Baradaran argues that even today, policymakers push tax breaks and incentives purported to revitalize black or low-income neighborhoods—such as the “opportunity zones” program created by the 2017 tax law—without awareness of the racist origins of these market-based solutions. Black ghettos that suffered from generations of forced racial segregation under federal law were rebranded as enterprise zones, then as opportunity zones.

These ideas build on work from her earlier book, How the Other Half Banks: Exclusion, Exploitation, and the Threat to Democracy, which documents the demise of community-based banks and credit unions—“banks with souls”—and the shift toward check­-cashing services, payday lenders, and title vendors charging fees and interest higher than any chartered bank could legally impose among families in the bottom 50 percent of the income distribution. (See her video about How the Other Half Banks here.)

Baradaran proposes restoring postal banking, which existed in the United States in the early 20th century, as a way to help those who are “underbanked,” or insufficiently served by banks and have to turn to alternative and often predatory financial services as a result. As the world’s largest retail network with more than 30,000 retail locations, the U.S. Postal Service is already equipped to handle essential banking services. Not only is the postal service an institution that is not motivated by profit and must legally serve all Americans, but also more than half of locations are found in ZIP codes that currently aren’t served by any banks, putting them in an ideal position to serve the underbanked.

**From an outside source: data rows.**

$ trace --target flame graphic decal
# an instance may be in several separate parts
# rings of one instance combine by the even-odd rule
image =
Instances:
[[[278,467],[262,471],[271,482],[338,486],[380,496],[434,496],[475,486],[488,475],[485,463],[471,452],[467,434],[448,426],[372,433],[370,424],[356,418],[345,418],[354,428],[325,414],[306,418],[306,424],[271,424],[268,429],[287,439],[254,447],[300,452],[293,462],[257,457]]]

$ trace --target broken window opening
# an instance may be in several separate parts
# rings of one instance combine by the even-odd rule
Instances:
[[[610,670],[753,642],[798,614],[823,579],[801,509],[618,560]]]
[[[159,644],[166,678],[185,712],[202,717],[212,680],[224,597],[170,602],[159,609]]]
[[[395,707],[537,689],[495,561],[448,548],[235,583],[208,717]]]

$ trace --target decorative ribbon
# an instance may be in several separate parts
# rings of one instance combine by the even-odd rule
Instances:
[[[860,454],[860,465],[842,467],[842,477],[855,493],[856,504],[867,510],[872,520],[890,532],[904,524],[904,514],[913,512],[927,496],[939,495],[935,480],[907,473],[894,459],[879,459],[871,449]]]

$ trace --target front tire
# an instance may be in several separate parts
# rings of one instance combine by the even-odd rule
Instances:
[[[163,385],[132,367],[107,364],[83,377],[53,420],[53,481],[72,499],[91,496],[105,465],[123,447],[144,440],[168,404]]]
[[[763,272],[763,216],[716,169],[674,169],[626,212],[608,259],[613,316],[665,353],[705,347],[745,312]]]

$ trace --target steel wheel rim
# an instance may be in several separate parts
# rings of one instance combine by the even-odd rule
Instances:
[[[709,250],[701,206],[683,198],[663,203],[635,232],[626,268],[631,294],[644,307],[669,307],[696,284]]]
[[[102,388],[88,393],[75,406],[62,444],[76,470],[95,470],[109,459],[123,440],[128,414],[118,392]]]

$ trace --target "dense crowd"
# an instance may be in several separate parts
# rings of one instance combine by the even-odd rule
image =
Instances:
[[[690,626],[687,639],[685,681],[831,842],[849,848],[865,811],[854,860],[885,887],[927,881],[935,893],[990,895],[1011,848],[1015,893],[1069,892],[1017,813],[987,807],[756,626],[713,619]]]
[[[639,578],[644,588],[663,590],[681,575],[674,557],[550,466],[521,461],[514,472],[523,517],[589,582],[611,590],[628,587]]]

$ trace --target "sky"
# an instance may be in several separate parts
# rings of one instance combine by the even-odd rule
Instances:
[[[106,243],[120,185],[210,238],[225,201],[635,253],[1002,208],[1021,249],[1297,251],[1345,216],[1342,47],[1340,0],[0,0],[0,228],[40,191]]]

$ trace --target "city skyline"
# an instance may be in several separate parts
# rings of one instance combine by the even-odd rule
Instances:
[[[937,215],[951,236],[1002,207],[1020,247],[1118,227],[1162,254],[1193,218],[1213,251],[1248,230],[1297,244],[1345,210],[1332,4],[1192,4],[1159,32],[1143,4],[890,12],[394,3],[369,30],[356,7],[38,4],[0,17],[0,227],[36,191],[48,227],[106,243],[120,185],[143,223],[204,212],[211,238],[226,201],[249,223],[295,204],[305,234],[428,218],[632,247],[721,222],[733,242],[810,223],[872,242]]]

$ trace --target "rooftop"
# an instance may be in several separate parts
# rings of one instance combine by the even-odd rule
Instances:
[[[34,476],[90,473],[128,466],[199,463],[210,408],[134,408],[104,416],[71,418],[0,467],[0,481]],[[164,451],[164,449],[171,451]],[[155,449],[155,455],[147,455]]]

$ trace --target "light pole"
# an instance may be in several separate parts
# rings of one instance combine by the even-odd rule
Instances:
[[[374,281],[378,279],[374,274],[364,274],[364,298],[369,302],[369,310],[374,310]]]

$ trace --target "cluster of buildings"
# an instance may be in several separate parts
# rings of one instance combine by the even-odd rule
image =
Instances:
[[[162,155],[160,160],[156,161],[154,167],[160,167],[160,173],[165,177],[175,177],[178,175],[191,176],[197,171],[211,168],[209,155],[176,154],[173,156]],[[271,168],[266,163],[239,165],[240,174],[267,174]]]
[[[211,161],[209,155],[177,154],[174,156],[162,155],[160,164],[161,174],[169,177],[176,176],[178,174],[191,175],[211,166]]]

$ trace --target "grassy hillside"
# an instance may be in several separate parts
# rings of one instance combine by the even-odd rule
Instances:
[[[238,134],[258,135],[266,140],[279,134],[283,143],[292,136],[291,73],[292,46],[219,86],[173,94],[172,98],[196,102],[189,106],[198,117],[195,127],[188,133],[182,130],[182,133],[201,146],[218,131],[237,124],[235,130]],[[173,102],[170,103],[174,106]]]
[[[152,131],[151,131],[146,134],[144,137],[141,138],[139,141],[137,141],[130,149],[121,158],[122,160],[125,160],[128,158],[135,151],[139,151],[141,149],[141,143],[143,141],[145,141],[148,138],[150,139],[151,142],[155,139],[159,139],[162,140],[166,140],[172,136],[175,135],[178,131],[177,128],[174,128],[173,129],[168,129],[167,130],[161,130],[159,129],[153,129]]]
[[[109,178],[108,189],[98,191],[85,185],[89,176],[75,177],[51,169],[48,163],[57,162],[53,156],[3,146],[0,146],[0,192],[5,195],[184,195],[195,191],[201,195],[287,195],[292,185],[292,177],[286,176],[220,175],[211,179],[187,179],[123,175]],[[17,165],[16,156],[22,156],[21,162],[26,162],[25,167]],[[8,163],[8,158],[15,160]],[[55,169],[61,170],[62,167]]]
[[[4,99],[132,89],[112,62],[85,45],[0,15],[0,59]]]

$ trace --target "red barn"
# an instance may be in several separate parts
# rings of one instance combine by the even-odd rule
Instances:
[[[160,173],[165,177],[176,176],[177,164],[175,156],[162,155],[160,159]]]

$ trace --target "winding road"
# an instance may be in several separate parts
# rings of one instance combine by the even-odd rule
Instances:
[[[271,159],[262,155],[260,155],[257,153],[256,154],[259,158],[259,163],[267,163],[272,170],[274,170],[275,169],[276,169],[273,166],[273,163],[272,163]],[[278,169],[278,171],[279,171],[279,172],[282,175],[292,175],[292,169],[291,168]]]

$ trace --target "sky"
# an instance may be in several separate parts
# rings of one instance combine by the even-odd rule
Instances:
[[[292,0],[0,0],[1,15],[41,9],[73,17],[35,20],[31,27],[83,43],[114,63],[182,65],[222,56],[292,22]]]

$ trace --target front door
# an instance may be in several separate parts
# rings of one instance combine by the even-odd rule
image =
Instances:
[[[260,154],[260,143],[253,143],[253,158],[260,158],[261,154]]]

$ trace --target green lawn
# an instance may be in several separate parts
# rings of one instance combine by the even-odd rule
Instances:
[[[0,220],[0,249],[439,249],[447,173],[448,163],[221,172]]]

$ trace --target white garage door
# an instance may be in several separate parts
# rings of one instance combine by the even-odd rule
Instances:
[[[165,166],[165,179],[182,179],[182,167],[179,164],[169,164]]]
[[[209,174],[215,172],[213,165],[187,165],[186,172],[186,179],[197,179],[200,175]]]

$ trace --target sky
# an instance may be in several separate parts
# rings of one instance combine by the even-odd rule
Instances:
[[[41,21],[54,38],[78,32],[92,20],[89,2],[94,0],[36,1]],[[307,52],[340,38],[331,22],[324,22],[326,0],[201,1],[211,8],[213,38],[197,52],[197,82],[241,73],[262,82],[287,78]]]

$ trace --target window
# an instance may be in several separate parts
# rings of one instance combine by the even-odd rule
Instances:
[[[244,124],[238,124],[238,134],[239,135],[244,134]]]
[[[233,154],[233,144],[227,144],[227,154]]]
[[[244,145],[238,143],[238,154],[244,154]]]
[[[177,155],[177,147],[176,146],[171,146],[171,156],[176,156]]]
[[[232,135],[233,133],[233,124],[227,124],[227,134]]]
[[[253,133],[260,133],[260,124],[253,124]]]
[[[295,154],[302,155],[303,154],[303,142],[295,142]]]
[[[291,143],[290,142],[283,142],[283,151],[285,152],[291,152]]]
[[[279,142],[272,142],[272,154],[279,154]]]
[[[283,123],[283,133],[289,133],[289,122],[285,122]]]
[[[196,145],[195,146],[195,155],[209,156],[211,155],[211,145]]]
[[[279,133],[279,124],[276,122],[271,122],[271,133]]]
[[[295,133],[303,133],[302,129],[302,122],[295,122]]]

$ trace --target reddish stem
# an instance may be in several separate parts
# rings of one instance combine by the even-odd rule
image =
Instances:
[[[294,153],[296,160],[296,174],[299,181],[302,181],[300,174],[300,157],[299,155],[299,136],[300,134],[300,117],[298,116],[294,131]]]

Baradaran’s research and ideas to address U.S. economic inequality go beyond banking. She proposes “A Homestead Act for the 21st Century” to build wealth for Americans who were excluded from historical programs that supported intergenerational wealth. Her program would create a public trust to purchase abandoned properties in target cities and grant them to qualified residents, combined with a holistic suite of public investments in infrastructure and jobs to revitalize local communities.

Notably, Baradaran has underscored the importance of thinking critically about reparations, starting with the measurement of wealth that was extracted and deprived from communities. She said in a recent interview, “though I talk a lot about fixing the racial wealth gap through housing and through a variety of different policies, I think what is the most important policy thing that we can do is to talk about reparations in a serious methodological way. Just to measure the harms done, to look at the theories of justice that would justify a solid and robust reparations program.”

The racial wealth gap, Baradaran argues, isn’t an issue limited to the well-being of a subset of the U.S. population. The racial wealth gap is intimately tied to the issue of wide economic inequality in the United States and must be central to solutions to reduce inequality. In her words, “You can’t understand why we have the gaps that we do and the inequalities that we do until you understand it was all based on anti-black racism and segregation.”

Baradaran’s work has played an immensely important role in drawing attention to the institutions and financial structures that have created and perpetuated economic and racial inequalities in the United States. We are thrilled for this opportunity to learn from and work in partnership with professor Baradaran to advance a new economic vision.